Un jour, j’ai menti. J’ai menti à mon ami. Un mensonge, qui sur le moment me sembla être des plus humains. Un mensonge chaleureux que l’on fait en toute conscience, celui qu’on dit d’une voix claire à l’être aimé en pensant le protéger. Un mensonge en « on », le pire.
Un mensonge en forme d’adage qui martèle des mots qui n’ont de justification que l’adoption du grand nombre et sa pérennité locale. C’était mon troisième séjour à Kiev et c’était le jour de
l’Indépendance. J’avais derrière moi un petit bagage d’expériences ukrainiennes. J’aimais leur chaleur et leur humour inné. Leur sens de l’absurde. Leur musique.
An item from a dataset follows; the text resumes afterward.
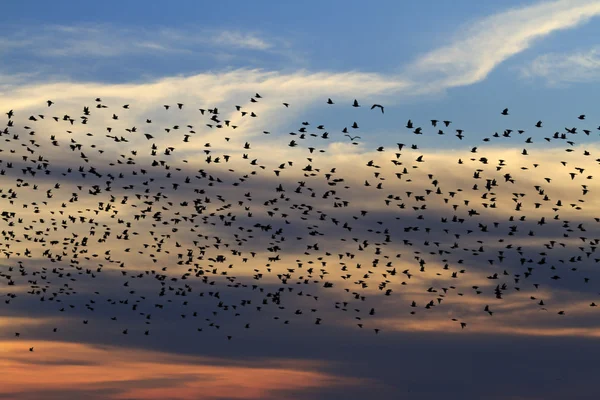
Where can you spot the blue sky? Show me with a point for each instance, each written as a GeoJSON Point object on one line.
{"type": "Point", "coordinates": [386, 39]}
{"type": "Point", "coordinates": [462, 60]}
J’avais construit un miroir, strié d’éclairs de brutalité et de chants entonnés à tue-tête. Un miroir, en forme d’éclat de
verre, loin de la bureaucratie. Un ami éprouvé et jeune – qui dansait, qui défilait, qui croyait. Un miroir étincelant comme seule peut être la jeunesse, en même temps qu’un éclat de verre profond, mû en arme une fois retiré de la jambe.
J’avais ce qu’il me fallait un miroir/arme capable de tuer l’ancien et de par-là, forcément m’infliger une blessure
nécessaire. Bref, je n’en pouvais plus de la poussière et encore moins de celle qui s’accumule dans les coins, résidus dégueulasses qu’oubliaient ceux qui pensaient avoir nettoyé leur table avec leurs soi-disant pensées nouvelles.
La présence de la mort a une odeur de fer comme le sang, je
l’ai reniflée quatre fois.
La terreur n’en a pas, elle est si fulgurante qu’elle tatoue.
La peur doit avoir un son, celui des armes et celui de l’eau.
Je t’écris mon ami, je t’écris mon amie qui par le fil des événements a un nom – Ivanna, soldate de la guerre ukrainienne, pour te dire que j’ai menti. Cet après-midi, quand tu m’as demandé si nous avions peur de la guerre – celle qui se déroulait à l’Est – j’ai dit oui. Je ne voulais pas que ta jambe atrophiée, ne serve à rien. Je voulais que tu dormes avec
l’impression de contenir à la frontière la menace de la dictature et je voulais éviter de dire que le « on » n’en avait rien à foutre.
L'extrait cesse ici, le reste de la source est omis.